The project began when I started looking for the biblical quotations that inspired Bob to write so many of the songs.  It was really rewarding to compare Bob’s paraphrase with the actual Bible quote.  For example in Africa Unite, when Bob sings How good and how pleasant it would be before God and man to see the unification of all Rastaman, he is referencing Psalm 133:1 – Behold, how good and how pleasant it is for brethren to dwell together in unity!  Or in I Know, when Bob sings, Like a ship that’s tossed and driven battered by the angry sea, he is paraphrasing James 1:6 – But let him ask in faith, nothing wavering. For he that wavereth is like a wave of the sea driven with the wind and tossed.  There are lots and lots of these kinds of examples.

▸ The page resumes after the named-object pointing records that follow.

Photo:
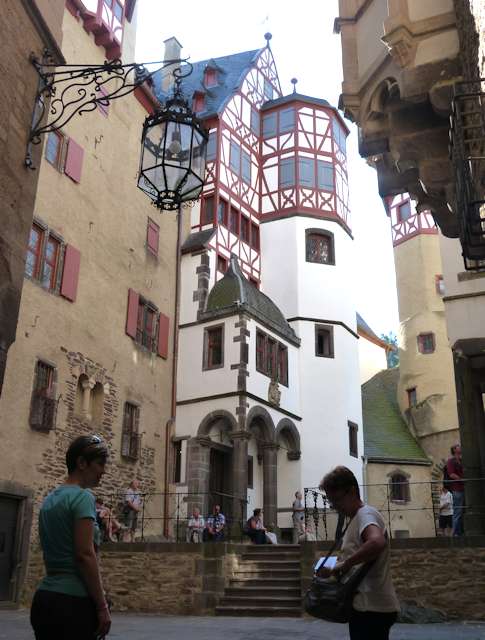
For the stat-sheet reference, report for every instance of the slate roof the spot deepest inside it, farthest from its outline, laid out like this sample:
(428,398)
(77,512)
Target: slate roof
(230,72)
(386,434)
(235,292)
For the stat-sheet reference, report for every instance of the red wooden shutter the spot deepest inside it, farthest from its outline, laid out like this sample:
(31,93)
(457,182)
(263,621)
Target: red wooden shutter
(163,331)
(70,273)
(153,233)
(74,160)
(132,313)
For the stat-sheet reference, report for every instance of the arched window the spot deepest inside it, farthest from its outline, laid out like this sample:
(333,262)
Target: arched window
(399,487)
(320,246)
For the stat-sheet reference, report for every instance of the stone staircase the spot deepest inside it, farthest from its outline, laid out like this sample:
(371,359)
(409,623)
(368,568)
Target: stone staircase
(266,582)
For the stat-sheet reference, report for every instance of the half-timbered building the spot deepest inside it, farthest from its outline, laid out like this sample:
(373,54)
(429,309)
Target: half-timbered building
(268,388)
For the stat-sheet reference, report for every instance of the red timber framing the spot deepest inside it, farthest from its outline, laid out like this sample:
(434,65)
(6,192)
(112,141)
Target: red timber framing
(235,182)
(406,222)
(304,169)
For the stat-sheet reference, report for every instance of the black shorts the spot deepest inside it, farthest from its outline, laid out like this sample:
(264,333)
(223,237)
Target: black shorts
(58,616)
(445,522)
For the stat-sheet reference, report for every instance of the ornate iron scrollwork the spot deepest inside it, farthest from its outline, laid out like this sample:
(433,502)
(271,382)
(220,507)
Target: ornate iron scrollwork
(73,89)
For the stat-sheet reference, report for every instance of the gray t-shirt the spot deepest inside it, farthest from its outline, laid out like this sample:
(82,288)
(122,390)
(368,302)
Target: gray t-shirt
(376,591)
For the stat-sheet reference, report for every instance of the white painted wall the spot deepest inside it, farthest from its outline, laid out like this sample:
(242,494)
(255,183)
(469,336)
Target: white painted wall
(372,359)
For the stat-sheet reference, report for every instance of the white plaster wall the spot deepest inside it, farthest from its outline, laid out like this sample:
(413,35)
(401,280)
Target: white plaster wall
(192,380)
(258,383)
(465,316)
(303,288)
(372,359)
(330,397)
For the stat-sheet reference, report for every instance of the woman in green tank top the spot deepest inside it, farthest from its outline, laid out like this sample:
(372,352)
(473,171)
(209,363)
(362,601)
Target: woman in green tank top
(70,602)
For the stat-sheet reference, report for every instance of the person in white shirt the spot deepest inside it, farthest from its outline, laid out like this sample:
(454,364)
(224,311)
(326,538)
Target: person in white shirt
(375,605)
(445,520)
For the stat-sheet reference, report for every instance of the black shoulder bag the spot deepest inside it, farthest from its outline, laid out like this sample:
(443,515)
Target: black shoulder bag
(331,598)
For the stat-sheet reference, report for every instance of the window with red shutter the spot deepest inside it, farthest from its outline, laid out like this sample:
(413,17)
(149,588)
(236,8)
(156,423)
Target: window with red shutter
(70,273)
(153,237)
(163,334)
(74,160)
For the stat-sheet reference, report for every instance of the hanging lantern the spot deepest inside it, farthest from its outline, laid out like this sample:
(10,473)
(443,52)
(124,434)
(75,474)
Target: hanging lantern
(172,165)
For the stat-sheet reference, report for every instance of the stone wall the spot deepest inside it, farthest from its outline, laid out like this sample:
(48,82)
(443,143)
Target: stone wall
(447,574)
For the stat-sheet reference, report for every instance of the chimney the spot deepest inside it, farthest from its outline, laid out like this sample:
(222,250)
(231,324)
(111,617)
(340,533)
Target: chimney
(173,50)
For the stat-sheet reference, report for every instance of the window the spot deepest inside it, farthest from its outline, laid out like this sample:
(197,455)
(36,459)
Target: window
(268,89)
(271,358)
(207,216)
(55,149)
(213,347)
(222,212)
(353,445)
(319,247)
(212,146)
(287,120)
(399,488)
(210,77)
(235,158)
(221,264)
(244,229)
(177,461)
(255,236)
(426,343)
(287,172)
(153,236)
(146,325)
(255,122)
(43,403)
(250,473)
(269,125)
(234,221)
(404,211)
(306,171)
(324,341)
(412,397)
(325,175)
(246,167)
(42,262)
(130,434)
(440,285)
(339,135)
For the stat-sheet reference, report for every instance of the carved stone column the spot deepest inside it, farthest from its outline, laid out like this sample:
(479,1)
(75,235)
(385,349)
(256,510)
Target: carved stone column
(270,484)
(239,480)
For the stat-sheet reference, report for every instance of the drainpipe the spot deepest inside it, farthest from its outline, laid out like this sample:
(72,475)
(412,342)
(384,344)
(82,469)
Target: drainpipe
(169,427)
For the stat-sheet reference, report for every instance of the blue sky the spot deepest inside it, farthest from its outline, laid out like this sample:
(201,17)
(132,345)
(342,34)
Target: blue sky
(304,47)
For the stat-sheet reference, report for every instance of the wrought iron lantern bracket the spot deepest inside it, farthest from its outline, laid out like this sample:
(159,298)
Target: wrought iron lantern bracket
(65,91)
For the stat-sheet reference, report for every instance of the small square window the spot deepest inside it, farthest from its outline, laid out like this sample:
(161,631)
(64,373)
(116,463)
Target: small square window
(426,343)
(221,264)
(412,397)
(324,347)
(353,444)
(214,347)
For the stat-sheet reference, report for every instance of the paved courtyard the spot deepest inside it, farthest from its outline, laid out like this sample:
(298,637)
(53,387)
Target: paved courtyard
(14,625)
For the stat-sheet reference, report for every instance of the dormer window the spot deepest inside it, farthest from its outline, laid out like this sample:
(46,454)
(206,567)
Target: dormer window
(198,102)
(210,77)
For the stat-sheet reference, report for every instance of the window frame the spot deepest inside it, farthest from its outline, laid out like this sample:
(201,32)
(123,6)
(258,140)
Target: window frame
(320,328)
(326,234)
(353,438)
(207,365)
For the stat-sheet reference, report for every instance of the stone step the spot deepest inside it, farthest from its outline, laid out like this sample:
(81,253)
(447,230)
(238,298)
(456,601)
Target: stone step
(262,612)
(263,592)
(251,572)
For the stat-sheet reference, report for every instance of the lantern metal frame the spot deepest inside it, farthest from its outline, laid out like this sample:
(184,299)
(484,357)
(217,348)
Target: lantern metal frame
(67,90)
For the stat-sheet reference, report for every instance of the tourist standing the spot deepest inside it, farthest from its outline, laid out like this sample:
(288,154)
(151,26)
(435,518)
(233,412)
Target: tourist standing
(298,509)
(455,472)
(375,605)
(70,603)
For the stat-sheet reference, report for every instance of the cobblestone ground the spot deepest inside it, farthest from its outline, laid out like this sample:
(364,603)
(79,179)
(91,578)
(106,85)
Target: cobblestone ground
(14,625)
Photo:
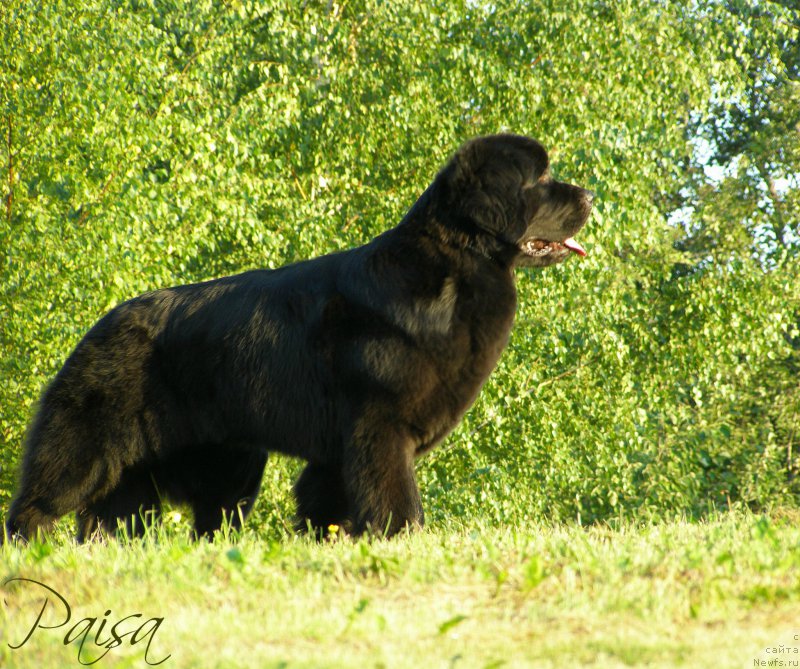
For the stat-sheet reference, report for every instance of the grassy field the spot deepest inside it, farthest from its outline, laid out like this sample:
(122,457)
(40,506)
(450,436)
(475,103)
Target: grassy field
(721,593)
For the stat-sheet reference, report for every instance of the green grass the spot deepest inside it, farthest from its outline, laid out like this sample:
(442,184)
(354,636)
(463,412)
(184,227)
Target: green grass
(718,593)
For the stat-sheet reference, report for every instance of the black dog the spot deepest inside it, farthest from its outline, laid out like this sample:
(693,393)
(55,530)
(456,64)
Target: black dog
(357,362)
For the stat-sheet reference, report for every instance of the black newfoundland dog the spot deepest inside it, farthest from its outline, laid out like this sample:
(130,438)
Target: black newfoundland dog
(357,362)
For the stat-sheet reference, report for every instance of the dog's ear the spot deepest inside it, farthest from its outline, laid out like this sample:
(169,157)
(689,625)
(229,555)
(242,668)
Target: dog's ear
(484,183)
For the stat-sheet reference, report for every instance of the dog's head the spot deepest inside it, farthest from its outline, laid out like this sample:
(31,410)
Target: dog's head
(498,190)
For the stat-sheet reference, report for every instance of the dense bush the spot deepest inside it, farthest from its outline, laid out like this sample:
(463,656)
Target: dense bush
(151,142)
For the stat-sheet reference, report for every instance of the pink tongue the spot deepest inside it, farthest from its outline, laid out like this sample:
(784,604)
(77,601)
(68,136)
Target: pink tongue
(572,245)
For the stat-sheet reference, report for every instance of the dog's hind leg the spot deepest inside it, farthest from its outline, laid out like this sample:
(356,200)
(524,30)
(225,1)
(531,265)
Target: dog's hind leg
(58,475)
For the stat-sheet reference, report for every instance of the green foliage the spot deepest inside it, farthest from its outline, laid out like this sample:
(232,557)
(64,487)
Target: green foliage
(150,142)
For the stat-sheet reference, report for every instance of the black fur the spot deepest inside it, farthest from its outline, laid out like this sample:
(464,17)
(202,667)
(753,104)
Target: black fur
(357,362)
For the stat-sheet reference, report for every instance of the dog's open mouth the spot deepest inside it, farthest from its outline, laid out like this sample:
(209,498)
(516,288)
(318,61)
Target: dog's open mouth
(537,248)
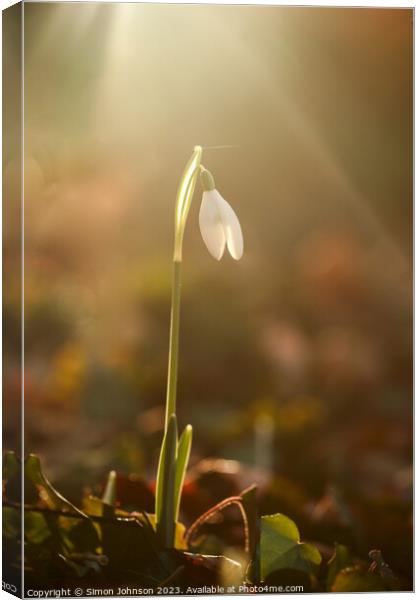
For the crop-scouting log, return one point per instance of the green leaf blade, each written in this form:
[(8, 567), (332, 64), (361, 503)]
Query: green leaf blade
[(184, 450)]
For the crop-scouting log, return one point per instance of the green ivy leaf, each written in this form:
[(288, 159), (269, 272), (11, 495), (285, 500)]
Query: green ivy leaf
[(51, 496), (281, 548)]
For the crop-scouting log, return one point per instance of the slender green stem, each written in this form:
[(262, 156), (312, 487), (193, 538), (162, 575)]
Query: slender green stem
[(173, 342)]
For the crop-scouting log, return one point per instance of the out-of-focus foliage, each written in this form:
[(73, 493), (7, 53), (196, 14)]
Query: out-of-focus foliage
[(106, 544)]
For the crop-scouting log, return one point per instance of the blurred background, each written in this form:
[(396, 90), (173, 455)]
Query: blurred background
[(295, 361)]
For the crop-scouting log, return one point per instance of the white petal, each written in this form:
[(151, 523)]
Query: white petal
[(211, 225), (232, 228)]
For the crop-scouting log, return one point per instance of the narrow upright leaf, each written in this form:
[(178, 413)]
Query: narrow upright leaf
[(184, 449), (165, 503), (110, 493)]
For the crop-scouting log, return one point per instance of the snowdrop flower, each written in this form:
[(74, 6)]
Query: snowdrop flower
[(219, 225)]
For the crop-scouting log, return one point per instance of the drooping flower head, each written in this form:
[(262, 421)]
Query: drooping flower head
[(218, 222)]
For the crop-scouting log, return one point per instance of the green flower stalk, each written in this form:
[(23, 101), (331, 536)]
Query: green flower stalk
[(219, 227)]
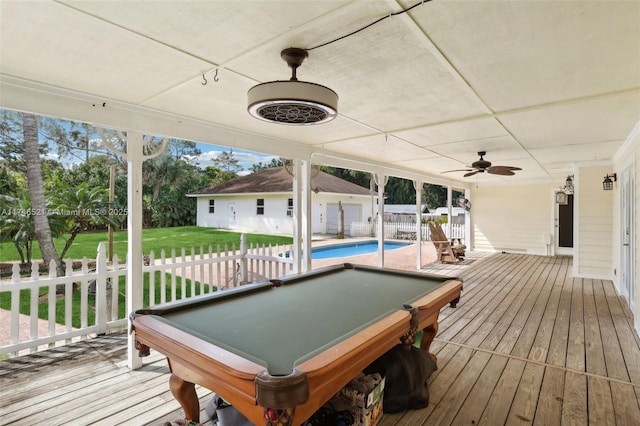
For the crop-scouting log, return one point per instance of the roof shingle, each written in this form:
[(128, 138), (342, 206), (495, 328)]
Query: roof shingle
[(277, 179)]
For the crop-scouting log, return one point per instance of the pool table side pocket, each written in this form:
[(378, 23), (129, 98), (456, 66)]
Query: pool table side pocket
[(200, 355), (331, 370)]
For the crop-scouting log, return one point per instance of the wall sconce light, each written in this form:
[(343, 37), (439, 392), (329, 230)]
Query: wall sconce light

Once I linked up the Bible quote with the lyric then I began thinking about the “sense” of the quote and the “sense” of Bob’s song.  The “sense” behind these things.  That’s when the idea for the book arose.  Each poem bears the title of the song on those two albums (two of my favorites) Burnin’ and Exodus.  Each poem’s epigraph is the Bible verse that inspired Bob’s song.  And then my poem, hopefully, reflects the spirit or the sense of the song, but through my own experiences.   It has been a very rewarding project, and while I’m a little sad to be finished with it, I’m also excited to see this book published.


John L. Stanizzi is the author of Ecstasy Among GhostsSleepwalking, Windows, and Dance Against the Wall and After the Bell. His poems have appeared in The New York Quarterly, Tar River Poetry, Rattle, Freshwater, Passages North, The Spoon River Quarterly, Poet Lore, The Connecticut River Review, and many other publications. Stanizi has read at many venues throughout Connecticut. He has introduced both Connecticut poet laureate Dick Allen and Natasha Trethewey, Pulitzer Prize winner and U.S. Poet Laureate at the Sunken Garden Poetry Festival.